In our modern times, the agency is very bogged down with regulating medicines, drugs, and supplements, and food is perpetually neglected. Overall, food regulations are relatively loose, and it’s not a hard argument to make that our food system as it relates to public health is not in amazing shape. Food companies get a lot of leeway in what they bring to market, with relatively little concern given to the impacts of their products over the long term. The FDA has plenty of regulations in place, but it generally doesn’t act very quickly, and has been hamstrung for a long time in managing our food supply.
But why does it work this way? Why are we, the consumers, expected to fly blindly in the marketplace, praying that we are not being tricked by companies making the things we buy, trying to “do our own research” until our eyes dry up and fall out?
It begins with JFK
The year was 1962 when John F. Kennedy issued a special message to Congress about the growing tensions of consumers, consumption, and the consumer product market. “The march of technology--affecting, for example, the foods we eat, the medicines we take, and the many appliances we use in our homes--has increased the difficulties of the consumer along with his opportunities; and it has outmoded many of the old laws and regulations and made new legislation necessary,” he wrote. “The consumer typically cannot know whether drug preparations meet minimum standards of safety, quality, and efficacy.

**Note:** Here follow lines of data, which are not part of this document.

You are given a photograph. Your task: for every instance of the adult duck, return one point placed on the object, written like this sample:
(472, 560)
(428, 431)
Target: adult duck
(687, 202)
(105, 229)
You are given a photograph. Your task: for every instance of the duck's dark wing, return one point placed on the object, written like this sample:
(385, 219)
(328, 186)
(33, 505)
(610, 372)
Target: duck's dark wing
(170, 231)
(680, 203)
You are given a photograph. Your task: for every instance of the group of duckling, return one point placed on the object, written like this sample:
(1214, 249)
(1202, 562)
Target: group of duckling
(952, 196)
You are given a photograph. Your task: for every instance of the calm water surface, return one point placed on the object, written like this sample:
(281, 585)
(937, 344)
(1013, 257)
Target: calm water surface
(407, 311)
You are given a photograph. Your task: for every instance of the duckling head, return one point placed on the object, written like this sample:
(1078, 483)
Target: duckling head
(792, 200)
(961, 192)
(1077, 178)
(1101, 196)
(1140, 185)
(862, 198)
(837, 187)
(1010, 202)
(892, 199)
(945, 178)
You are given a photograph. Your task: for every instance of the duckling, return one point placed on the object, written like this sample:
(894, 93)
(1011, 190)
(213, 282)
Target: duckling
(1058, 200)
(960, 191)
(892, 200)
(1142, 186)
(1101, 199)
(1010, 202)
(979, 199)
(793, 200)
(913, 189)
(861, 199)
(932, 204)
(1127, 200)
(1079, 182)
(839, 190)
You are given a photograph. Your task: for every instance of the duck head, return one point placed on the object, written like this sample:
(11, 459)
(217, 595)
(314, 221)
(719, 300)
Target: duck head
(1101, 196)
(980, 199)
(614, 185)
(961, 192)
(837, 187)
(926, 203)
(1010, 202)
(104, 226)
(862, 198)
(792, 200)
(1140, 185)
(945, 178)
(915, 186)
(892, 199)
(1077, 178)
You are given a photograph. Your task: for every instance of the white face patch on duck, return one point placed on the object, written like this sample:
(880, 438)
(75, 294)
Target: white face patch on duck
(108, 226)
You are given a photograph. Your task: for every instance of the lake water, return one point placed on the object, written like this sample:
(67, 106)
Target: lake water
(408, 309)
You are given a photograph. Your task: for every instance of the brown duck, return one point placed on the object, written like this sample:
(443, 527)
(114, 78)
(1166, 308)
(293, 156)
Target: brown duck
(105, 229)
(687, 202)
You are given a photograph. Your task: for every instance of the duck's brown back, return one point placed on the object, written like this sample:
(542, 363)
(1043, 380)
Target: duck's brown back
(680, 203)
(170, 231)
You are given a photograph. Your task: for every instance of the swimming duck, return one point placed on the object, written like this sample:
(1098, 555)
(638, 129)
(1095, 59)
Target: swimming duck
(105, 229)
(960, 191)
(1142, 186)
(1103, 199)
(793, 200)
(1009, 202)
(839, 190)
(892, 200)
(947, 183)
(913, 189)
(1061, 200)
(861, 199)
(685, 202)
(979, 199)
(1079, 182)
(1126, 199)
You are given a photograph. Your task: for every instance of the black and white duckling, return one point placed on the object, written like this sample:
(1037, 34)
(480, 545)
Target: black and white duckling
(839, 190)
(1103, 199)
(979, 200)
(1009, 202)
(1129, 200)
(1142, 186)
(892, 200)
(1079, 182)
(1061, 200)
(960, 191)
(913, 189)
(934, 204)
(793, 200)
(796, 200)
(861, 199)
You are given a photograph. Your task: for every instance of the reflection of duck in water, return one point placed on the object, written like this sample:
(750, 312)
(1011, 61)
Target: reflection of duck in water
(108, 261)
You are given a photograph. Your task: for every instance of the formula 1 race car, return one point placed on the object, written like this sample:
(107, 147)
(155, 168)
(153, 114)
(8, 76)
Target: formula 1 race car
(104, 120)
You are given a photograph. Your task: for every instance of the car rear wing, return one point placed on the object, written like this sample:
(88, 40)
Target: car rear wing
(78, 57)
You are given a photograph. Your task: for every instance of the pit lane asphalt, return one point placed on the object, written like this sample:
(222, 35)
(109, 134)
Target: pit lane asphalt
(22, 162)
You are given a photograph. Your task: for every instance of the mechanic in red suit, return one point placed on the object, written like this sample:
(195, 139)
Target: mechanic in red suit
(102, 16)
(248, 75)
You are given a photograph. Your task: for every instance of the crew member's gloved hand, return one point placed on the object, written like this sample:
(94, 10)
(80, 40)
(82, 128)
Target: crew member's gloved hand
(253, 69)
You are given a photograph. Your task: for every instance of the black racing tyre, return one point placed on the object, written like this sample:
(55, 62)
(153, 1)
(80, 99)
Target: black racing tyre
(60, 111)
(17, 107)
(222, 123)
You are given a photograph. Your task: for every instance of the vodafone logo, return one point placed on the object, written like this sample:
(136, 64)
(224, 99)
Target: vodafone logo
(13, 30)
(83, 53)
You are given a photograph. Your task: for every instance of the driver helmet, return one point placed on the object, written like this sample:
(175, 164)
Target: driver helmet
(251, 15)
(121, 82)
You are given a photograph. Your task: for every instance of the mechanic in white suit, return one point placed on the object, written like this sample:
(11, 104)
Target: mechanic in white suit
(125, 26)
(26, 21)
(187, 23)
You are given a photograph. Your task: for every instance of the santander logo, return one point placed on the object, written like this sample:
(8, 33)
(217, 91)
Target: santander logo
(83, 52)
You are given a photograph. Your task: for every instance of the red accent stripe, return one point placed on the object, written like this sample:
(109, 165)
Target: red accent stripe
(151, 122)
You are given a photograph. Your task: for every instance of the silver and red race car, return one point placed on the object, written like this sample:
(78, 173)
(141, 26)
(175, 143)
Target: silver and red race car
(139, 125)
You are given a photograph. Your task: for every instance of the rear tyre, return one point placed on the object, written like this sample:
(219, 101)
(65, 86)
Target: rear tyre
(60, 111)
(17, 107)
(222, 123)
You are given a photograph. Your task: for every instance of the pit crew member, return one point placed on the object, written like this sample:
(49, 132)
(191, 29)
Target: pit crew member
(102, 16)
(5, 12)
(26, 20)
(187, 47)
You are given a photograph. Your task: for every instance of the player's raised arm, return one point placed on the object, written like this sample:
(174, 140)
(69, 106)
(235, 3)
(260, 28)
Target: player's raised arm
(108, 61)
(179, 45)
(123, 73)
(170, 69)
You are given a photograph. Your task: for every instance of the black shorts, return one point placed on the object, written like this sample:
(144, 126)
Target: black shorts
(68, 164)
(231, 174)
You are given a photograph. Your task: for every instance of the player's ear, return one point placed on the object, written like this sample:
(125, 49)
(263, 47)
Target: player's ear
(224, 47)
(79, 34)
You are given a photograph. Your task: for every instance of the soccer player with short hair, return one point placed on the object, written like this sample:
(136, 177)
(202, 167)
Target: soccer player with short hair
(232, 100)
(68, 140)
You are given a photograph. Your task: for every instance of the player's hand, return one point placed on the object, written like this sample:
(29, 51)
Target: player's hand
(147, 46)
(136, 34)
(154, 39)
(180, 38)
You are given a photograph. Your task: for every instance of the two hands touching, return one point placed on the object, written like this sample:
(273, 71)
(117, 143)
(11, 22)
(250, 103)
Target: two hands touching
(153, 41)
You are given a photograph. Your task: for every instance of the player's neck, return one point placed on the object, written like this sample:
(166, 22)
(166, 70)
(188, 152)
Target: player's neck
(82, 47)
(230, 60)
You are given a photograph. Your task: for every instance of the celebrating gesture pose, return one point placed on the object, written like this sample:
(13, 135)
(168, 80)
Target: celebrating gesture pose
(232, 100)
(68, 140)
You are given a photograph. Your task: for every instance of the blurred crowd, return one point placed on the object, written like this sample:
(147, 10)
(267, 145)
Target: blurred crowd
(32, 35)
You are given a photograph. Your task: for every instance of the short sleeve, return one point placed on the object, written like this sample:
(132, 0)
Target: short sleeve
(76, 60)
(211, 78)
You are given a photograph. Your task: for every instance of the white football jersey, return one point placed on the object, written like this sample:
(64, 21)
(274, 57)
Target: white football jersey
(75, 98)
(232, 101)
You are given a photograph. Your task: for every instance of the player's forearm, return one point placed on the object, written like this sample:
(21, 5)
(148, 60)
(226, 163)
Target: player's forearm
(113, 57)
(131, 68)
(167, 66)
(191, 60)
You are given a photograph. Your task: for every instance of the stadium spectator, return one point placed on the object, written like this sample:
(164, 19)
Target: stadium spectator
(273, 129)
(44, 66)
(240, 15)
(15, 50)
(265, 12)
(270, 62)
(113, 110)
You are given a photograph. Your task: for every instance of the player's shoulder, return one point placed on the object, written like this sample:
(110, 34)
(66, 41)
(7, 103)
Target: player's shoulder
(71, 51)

He usually does not know whether one prepared food has more nutritional value than another; whether the performance of a product will in fact meet his needs; or whether the ‘large economy size’ is really a bargain.”
JFK described several consumer rights: the right to safety, to be informed, to choose, and to be heard. “Too little has been done to make available to consumers the results of pertinent government research,” he wrote. As part of this initiative, he called upon the FDA to “expand its Consumer Consultant Program which… now provides valuable information directly to consumers on product trends, food standards and protection guides.”

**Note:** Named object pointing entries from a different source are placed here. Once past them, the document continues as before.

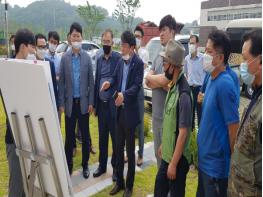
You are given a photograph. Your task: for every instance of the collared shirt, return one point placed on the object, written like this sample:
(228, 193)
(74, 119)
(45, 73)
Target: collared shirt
(104, 76)
(193, 69)
(125, 74)
(76, 75)
(219, 109)
(171, 119)
(56, 59)
(144, 55)
(158, 94)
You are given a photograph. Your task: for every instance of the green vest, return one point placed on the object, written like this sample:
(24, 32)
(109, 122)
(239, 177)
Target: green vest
(170, 125)
(246, 160)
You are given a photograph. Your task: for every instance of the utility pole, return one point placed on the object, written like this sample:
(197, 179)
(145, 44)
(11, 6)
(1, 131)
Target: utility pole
(6, 28)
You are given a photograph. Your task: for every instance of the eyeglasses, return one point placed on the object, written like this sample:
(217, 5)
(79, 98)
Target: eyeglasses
(42, 47)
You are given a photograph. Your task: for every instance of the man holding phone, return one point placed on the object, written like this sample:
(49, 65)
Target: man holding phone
(127, 77)
(104, 104)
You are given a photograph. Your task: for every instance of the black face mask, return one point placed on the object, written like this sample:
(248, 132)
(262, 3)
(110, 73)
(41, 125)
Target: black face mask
(106, 49)
(169, 75)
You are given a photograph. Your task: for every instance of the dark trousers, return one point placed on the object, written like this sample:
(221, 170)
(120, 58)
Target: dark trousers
(125, 135)
(140, 127)
(176, 187)
(78, 135)
(209, 186)
(197, 107)
(107, 125)
(70, 124)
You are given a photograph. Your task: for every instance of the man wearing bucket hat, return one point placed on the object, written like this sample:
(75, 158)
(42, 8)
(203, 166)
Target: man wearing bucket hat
(177, 122)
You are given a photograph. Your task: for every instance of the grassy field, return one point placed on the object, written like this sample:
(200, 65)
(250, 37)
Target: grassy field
(144, 181)
(144, 184)
(77, 160)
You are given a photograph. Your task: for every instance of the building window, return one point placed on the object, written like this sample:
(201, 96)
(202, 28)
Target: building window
(234, 16)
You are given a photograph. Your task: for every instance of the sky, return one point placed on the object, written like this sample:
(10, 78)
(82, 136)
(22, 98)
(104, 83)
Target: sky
(150, 10)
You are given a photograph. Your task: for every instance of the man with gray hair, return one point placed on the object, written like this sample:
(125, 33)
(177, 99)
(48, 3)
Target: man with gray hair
(167, 28)
(174, 150)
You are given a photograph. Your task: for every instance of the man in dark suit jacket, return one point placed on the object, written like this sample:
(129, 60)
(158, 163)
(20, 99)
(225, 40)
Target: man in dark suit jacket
(127, 78)
(76, 94)
(104, 103)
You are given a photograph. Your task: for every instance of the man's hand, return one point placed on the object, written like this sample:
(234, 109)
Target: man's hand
(160, 152)
(61, 109)
(171, 171)
(119, 100)
(90, 109)
(94, 112)
(105, 86)
(200, 97)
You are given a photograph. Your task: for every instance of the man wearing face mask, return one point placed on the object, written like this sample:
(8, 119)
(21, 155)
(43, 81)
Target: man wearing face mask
(220, 119)
(176, 156)
(195, 74)
(167, 30)
(12, 46)
(41, 51)
(144, 55)
(127, 79)
(24, 46)
(53, 41)
(104, 105)
(246, 162)
(76, 96)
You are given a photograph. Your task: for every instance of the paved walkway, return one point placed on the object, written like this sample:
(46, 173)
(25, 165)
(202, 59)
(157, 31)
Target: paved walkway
(91, 186)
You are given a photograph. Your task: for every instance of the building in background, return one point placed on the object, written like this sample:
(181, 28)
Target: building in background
(216, 14)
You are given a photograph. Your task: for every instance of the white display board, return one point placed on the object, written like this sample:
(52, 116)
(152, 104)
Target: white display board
(27, 89)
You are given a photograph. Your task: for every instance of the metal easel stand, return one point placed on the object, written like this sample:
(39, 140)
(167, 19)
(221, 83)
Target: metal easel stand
(36, 158)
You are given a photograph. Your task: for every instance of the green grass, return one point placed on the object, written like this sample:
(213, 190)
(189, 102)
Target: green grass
(77, 160)
(144, 184)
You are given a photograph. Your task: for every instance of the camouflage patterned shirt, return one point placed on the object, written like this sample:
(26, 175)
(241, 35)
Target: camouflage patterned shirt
(246, 160)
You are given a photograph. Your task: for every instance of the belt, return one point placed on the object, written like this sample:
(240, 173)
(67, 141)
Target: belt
(195, 86)
(76, 100)
(102, 101)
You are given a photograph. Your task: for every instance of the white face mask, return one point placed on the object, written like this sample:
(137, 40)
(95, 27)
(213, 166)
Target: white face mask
(192, 48)
(126, 57)
(207, 63)
(31, 56)
(76, 45)
(41, 53)
(52, 47)
(12, 47)
(138, 42)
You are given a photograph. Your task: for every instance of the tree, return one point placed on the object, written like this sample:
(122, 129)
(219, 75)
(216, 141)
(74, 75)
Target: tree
(125, 12)
(92, 16)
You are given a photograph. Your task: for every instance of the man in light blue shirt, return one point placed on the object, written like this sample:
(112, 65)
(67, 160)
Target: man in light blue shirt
(124, 75)
(220, 120)
(53, 41)
(193, 69)
(76, 97)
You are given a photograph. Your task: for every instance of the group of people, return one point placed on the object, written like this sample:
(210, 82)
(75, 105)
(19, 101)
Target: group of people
(229, 149)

In other words, JFK laid the problem squarely with the interchange between consumers, the government, and companies making products. The problem was not whether companies were lying about whether the “large economy size” was more economical than the regular, non-economy size, such that government could or should assert its authority and bring the corporation to heel for misleading the public; the problem was that the government was not finding out this information and relaying it to the consumer quickly or legibly enough.

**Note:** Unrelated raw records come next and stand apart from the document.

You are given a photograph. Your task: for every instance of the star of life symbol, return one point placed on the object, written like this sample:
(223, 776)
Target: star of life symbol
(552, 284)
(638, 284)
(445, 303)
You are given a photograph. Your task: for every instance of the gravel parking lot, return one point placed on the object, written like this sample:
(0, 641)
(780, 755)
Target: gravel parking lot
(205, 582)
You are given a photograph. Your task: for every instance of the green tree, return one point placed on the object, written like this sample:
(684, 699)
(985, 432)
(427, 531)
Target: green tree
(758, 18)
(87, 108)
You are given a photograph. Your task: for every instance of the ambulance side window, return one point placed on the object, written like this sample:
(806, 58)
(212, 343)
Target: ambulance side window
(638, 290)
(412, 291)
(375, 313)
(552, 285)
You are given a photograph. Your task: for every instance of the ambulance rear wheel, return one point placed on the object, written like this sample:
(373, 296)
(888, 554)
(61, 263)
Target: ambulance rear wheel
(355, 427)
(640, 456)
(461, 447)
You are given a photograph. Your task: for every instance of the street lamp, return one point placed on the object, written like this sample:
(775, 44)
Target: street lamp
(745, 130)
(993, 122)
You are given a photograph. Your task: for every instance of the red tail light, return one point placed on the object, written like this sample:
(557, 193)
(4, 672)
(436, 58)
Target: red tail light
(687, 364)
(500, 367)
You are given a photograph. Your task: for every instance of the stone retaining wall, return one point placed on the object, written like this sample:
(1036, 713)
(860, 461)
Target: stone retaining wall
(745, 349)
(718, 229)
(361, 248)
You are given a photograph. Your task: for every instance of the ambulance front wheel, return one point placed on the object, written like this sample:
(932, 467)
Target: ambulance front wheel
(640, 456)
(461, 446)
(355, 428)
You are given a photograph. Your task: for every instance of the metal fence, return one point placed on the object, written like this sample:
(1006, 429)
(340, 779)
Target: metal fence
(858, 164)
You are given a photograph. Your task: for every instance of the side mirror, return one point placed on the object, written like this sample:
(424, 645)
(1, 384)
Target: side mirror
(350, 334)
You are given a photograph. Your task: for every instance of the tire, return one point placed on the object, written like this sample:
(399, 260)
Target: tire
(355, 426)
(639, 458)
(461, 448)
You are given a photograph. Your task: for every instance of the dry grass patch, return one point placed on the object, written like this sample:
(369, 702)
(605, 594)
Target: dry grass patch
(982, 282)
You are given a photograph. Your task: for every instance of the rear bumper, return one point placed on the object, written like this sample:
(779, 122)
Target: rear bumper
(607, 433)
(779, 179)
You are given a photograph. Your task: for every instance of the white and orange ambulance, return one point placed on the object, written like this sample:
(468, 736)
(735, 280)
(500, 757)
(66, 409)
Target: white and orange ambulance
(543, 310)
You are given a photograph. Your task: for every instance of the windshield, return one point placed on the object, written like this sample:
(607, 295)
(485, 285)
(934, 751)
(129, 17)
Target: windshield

Oh. Uh? Well—moving on, I suppose.
And then came the peanut butter
Even before all of this happened, the FDA was doing its best. In 1959,[^1] it issued a “proposed standard,” or agreed-upon regulatory definition, of peanut butter. At the time, this was not a wildly unusual thing for an agency like the FDA to do—it had done the same for breaded shrimp. Words need to mean things. In this case, the FDA proposed that any product labeled “peanut butter” should be made of at least 95 percent peanuts, and could also contain salt.